Realpolitik
Beppe Grillo and his Five Star Movement (FSM) - which claims to have broken the mould of Italian politics - came crashing into the real world the other day - faced with their very first vote in the Upper House of Italy's two-tier parliament.
Newly elected 'senators' came together to elect the Speaker of the Senate on Saturday - in a contest which came down to a straight choice between the following two candidates:
Pietro Grasso - Italy’s top anti-Mafia prosecutor, a Sicilian judge.
Renate Schifani - another Sicilian, but one accused of Mafia ties and the outgoing Speaker who was installed with the support of Silvio Berlusconi’s centre-right coalition.

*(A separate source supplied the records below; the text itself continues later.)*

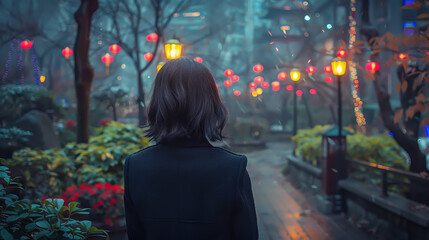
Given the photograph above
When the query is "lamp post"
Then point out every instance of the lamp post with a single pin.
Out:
(295, 75)
(339, 68)
(173, 49)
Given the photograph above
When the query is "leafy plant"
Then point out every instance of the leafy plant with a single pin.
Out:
(18, 100)
(21, 219)
(14, 133)
(46, 172)
(380, 149)
(104, 199)
(102, 159)
(50, 172)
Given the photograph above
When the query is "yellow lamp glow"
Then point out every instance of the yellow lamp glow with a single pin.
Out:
(338, 67)
(173, 49)
(159, 66)
(295, 74)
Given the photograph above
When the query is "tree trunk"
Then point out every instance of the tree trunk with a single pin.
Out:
(84, 73)
(307, 109)
(283, 111)
(113, 104)
(406, 141)
(141, 100)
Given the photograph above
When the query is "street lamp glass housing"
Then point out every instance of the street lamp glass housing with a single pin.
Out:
(295, 74)
(159, 66)
(338, 67)
(173, 49)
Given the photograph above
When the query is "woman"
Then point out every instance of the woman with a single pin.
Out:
(183, 187)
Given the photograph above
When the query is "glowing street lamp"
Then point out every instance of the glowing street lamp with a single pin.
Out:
(310, 70)
(258, 68)
(372, 67)
(282, 76)
(339, 68)
(228, 73)
(295, 75)
(159, 66)
(67, 52)
(173, 49)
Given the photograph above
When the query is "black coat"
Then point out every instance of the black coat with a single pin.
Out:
(188, 190)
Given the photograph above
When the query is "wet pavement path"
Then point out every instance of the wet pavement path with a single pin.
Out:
(283, 211)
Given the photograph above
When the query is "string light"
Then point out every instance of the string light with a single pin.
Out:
(360, 119)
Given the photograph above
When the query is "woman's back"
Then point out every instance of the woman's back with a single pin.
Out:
(187, 189)
(184, 188)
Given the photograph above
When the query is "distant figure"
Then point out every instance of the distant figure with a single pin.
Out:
(183, 187)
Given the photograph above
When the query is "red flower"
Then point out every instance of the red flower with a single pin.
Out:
(107, 186)
(44, 198)
(105, 122)
(70, 124)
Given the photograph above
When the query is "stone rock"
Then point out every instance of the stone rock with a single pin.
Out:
(41, 126)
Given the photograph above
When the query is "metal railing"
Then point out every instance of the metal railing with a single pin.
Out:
(417, 183)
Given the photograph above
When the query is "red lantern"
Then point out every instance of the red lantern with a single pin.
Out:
(327, 69)
(275, 84)
(235, 78)
(26, 44)
(114, 49)
(310, 70)
(372, 67)
(282, 76)
(258, 68)
(148, 56)
(228, 72)
(402, 56)
(67, 52)
(152, 37)
(265, 84)
(258, 79)
(341, 54)
(107, 59)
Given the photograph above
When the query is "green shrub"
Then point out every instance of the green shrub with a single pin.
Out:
(17, 100)
(21, 219)
(380, 149)
(50, 172)
(248, 129)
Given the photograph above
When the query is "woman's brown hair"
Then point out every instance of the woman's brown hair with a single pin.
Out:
(185, 103)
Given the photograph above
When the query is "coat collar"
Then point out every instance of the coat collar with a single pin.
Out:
(186, 142)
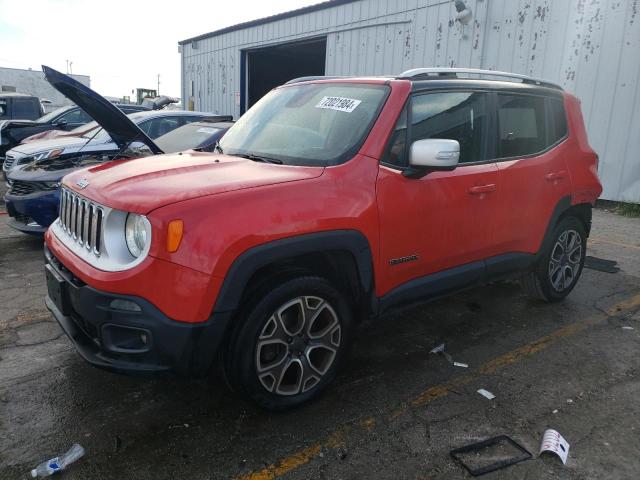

Now Beppe Grillo and the FSM leadership - which has made a great virtue of refusing to back and of the established political parties - ordered FSM senators not to vote and instead to leave their ballot papers empty.
Yet all six of the FSM senators from Sicily - where the movement is very strong apparently - led a rebellion from within the rebel FSM group.
“If Schifani wins, they won’t let me back across the Straits. They’ll think I’m a Mafioso,” one reportedly complained.
FSM supporters piled in and joined the protest on Twitter and Facebook with comments such as:
“If we don’t know how to choose between Grasso and Schifani, it’s really the end. Bye-bye to the movement.”
So, as Sean Connery was fond of saying in his role as the tough, Irish street cop in the famous crime movie 'The Untouchables':
"There endeth the first lesson'.
And welcome to the real world of making hard choices - in politics and government.